The price of health care is going to keep climbing, and the ascent is gong to be steep: According to the new National Health Care Trend survey, released by Buck Consultants, costs for the most popular types of health care coverage are projected to increase by more than 10% in 2010.
Meanwhile, according to a report issued Thursday by the Centers for Medicare & Medicaid Services (CMS), national health expenditures in the U.S. in 2009 are projected to have reached $2.5 trillion and grown 5.7%, up from 4.4% in 2008, while GDP, with the economy in recession, is estimated to have declined by 1.1%. As a result of national health expenditures outpacing GDP growth in 2009, the health share of GDP is expected to have increased from 16.2% of GDP in 2008 to 17.3% in 2009, representing the largest one-year increase in history. The government spent $1.2 trillion, and employer health insurance and various private sources contributed $1.3 trillion on the health care tab.

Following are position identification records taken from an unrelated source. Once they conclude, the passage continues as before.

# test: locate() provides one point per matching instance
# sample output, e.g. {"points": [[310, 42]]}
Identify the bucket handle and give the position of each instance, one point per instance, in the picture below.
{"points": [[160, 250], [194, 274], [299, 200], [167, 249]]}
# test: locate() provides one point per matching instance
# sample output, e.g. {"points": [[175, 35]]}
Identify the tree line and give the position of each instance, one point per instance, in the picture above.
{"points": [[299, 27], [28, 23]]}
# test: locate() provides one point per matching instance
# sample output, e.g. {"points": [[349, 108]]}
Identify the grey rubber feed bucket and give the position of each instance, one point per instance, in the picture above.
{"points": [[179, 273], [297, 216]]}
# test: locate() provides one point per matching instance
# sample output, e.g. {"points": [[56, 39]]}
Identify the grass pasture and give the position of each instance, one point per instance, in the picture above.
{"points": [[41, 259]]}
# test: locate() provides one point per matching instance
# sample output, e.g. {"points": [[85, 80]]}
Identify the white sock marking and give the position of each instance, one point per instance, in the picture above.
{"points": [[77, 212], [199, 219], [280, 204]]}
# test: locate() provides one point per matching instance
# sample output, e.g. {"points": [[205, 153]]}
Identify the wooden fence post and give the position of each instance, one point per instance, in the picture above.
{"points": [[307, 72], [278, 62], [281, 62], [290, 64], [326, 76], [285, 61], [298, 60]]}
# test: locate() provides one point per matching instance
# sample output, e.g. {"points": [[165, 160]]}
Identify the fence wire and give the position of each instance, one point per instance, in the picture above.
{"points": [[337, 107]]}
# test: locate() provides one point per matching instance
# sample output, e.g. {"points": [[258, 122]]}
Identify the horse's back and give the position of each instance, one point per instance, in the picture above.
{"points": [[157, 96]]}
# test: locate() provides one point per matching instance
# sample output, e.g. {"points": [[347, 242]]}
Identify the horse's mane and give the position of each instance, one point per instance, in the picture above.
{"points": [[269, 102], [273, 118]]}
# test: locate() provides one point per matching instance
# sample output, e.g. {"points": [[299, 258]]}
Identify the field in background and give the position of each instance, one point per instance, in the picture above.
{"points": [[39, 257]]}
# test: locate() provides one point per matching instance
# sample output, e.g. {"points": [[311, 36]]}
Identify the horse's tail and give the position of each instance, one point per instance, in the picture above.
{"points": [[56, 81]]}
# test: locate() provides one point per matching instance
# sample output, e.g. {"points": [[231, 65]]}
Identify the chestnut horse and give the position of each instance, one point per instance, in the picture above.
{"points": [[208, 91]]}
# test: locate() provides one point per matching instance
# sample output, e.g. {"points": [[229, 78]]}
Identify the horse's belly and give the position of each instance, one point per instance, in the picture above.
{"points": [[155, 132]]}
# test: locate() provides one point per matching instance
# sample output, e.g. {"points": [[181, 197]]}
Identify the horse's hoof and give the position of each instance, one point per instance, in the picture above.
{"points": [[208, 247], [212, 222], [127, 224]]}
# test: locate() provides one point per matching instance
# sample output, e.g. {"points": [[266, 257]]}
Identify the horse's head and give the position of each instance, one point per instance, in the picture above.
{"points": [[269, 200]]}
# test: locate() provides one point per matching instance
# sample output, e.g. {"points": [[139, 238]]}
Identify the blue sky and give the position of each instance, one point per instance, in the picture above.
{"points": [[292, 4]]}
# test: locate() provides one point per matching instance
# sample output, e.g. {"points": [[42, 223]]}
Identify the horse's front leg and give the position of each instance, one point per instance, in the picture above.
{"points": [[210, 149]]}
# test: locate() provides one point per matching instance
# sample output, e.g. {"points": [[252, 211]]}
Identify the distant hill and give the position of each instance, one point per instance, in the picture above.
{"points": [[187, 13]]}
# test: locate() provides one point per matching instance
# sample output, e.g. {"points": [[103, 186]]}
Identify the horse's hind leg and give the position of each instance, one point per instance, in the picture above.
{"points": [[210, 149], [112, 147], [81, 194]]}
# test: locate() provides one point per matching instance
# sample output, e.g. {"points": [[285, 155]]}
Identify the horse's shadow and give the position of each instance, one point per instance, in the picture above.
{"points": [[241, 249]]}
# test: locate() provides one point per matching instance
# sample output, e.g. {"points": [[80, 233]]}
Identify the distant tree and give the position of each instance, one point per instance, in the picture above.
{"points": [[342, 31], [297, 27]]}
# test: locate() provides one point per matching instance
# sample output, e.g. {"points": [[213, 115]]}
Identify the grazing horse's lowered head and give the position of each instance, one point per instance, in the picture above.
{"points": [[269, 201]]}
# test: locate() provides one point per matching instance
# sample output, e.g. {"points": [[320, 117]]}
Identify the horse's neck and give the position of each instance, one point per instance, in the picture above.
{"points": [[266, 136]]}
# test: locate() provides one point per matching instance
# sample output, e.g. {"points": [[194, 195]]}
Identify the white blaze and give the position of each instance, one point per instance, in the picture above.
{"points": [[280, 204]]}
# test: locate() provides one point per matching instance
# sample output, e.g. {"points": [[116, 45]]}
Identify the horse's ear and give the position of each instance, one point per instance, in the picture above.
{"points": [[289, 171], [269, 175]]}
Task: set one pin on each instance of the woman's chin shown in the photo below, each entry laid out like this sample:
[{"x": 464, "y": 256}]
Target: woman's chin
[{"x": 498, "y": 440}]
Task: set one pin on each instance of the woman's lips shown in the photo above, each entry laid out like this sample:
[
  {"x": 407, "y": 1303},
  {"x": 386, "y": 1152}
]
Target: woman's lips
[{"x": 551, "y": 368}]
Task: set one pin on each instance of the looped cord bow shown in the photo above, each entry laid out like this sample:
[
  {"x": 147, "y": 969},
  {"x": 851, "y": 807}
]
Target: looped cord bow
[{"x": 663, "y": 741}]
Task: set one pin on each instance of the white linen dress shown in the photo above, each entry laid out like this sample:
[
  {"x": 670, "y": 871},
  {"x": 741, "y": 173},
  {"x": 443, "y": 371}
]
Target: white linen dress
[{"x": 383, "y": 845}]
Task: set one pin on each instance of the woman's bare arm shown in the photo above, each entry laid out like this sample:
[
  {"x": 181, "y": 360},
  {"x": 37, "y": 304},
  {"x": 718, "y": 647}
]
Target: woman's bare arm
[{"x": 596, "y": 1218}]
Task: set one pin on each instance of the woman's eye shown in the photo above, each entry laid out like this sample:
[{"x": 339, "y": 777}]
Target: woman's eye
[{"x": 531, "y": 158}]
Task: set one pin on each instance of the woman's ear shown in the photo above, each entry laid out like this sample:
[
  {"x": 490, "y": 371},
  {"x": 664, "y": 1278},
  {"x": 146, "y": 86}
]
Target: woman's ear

Buck's survey highlights reasons for the increases, including the following:
- Continued increases in medical malpractice premiums are causing providers to increase their fees, and insurers are passing their costs to their patients;
- Providers, particularly hospitals, are under increased regulatory scrutiny, which increases their administrative costs resulting in increases in their fees and negotiated rates;
- Physician providers willing to drop out of critical provider networks have been successful in negotiating higher fees with managed care organizations;
- Advances in medical technology: Research and development costs often result in higher initial costs for these services.
- Pharmaceutical companies are marketing an increased number of high-cost biotech drugs; additionally, drug manufacturers are seeking to improve their profit margins and recover their research and development expenses.
Word of the upcoming price increases is likely to stoke the fires of the health-care reform debate. A new Harris Poll finds that opposition to the president's health care reform proposals continued to increase: By late January, 49% of all adults surveyed said they were against them, up from 41% in November and 45% in December.
Lawmakers remain divided. Earlier this week, President Obama urged Democrats to finish the job on a health care overhaul. The House and Senate each passed separate bills last year, but a deal to merge those measures was upended by Republican Scott Brown's win in Massachusetts, which cost the Democrats their 60-vote supermajority. Democrats continue to squabble among themselves and Republicans are in no mood to compromise.
What's happening on Capitol Hill isn't helping matters with regard to health care costs. "The uncertainty of health care reform is another factor that impacts costs," says Alwyn Cassil, a spokesperson for the Center for Studying Health System Change, a nonpartisan policy research organization.
"Things seem to have stalled, and there are a number of things in the House and Senate versions that insurance companies will respond to, including the so-called tax on Cadillac plans. Those costs will be passed to policy holders," says Cassil.
And while the proposals in Congress take steps toward changing things in the health care delivery system in ways that may increase value and quality, the proposals don't do much in the way of cost containment, says Cassil.
Another issue driving costs up: Americans' unhealthy habits. "If we don't successfully teach people how to manage their lifestyles, we have no hope of containing the medical care cost crisis that is driven, in the majority, by lifestyle diseases, such as heart disease, diabetes, and some cancers," says Vik Khanna, president of Galileo Health Partners and a certified exercise specialist. "Health reform is largely a debate about shifting reimbursement and pushing costs from one place to another; it is almost completely bereft of any meaningful dialogue of the structural underpinnings of rising costs," he adds.
Kevin Wiggins, senior counsel, Employee Benefits Practice Group at Thorp Reed & Armstrong, suggests that costs could be cut if people made more careful use of the system. "Demand can be reduced if we can find a way to encourage individuals to be more careful in their use of health care services. This includes education and incentive programs like wellness programs. I anticipate that soon we'll see the U.S. Department of Labor promoting health plan literacy, which if successful, may help reduce utilization," he says.
Quite simply, says Matthew Modleski, a health care consultant and vice president of Stovall Grainger Modleski, "It's taken us 40 years to get here in health care; we cannot fix it with a piece of legislation, what we need is a 5 to 10 year strategic plan."